The system we are using is as simple as I could make it. I wanted all my greywater covered with mulch and hidden, but I need access to clean and service the system. This is the detail I used to show how the water gets into the mulch bed:
I included a rat barrier screen there because we have an issue with rats on this island, and I'm not crazy about them getting into the house through the greywater plumbing. They could still get through this, of course, but it would be a lot of work and it seems like I might notice the effort before it was successful. The rats were what kept me from doing a simple pipe with a drop over a mulch bed, because I couldn't figure out an easy way to keep rats out without having to clean a screen of yucky stuff regularly.

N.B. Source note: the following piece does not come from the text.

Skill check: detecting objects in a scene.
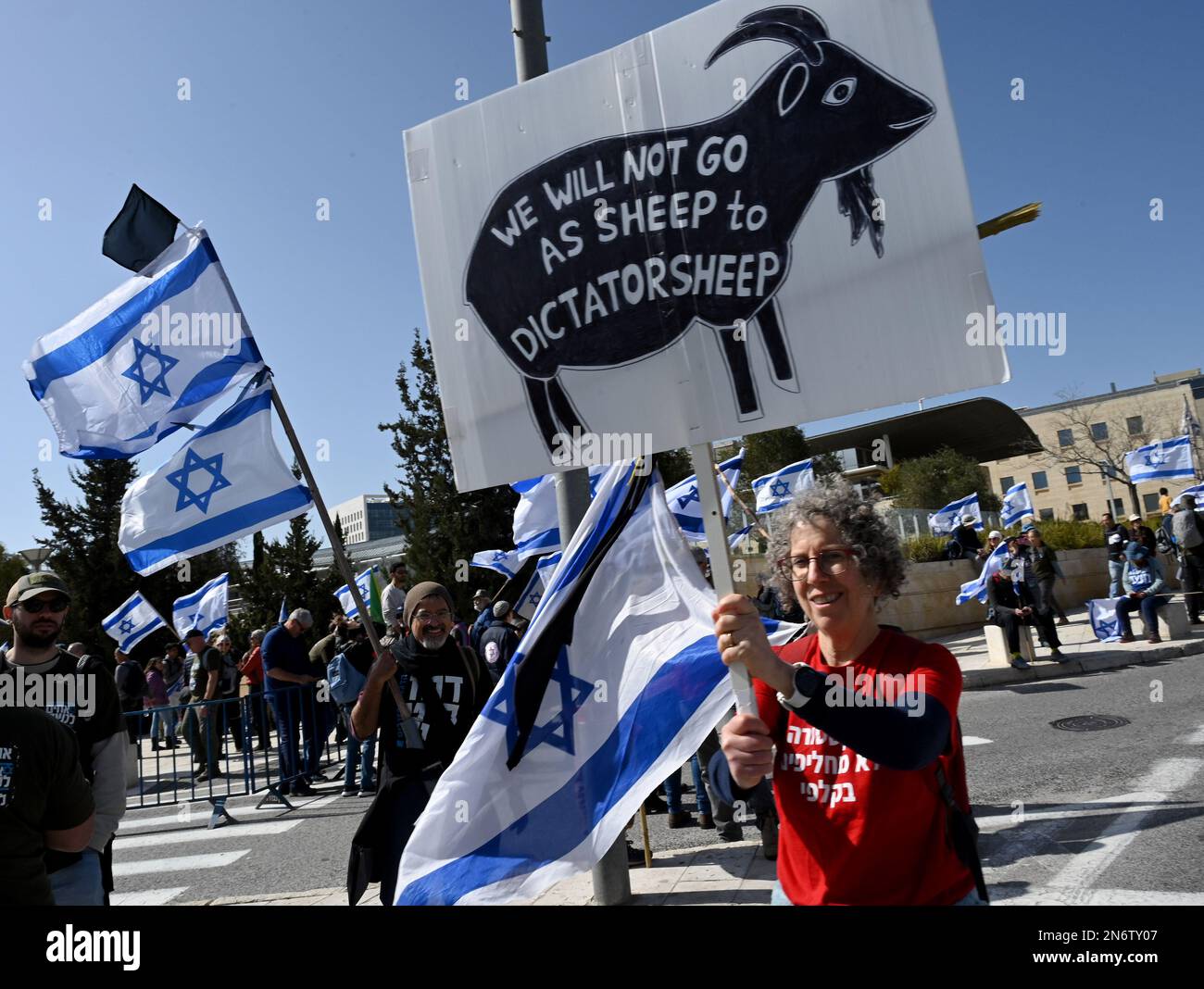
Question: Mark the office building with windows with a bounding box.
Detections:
[983,369,1204,520]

What I liked about this system was how simple it is. I already spend a fair amount of time doing maintenance on the irrigation system (which is getting a total overhaul during this big renovation so that should be fun), so I want the greywater system to be as simple as possible and with very straightforward maintenance. The law requires an owners manual for the system, but my aim is to make it so that manual is very, very short.
As we get to the actual installation portion of this, I'll add more detail. Keep your fingers crossed that we get through the building department review in a timely fashion.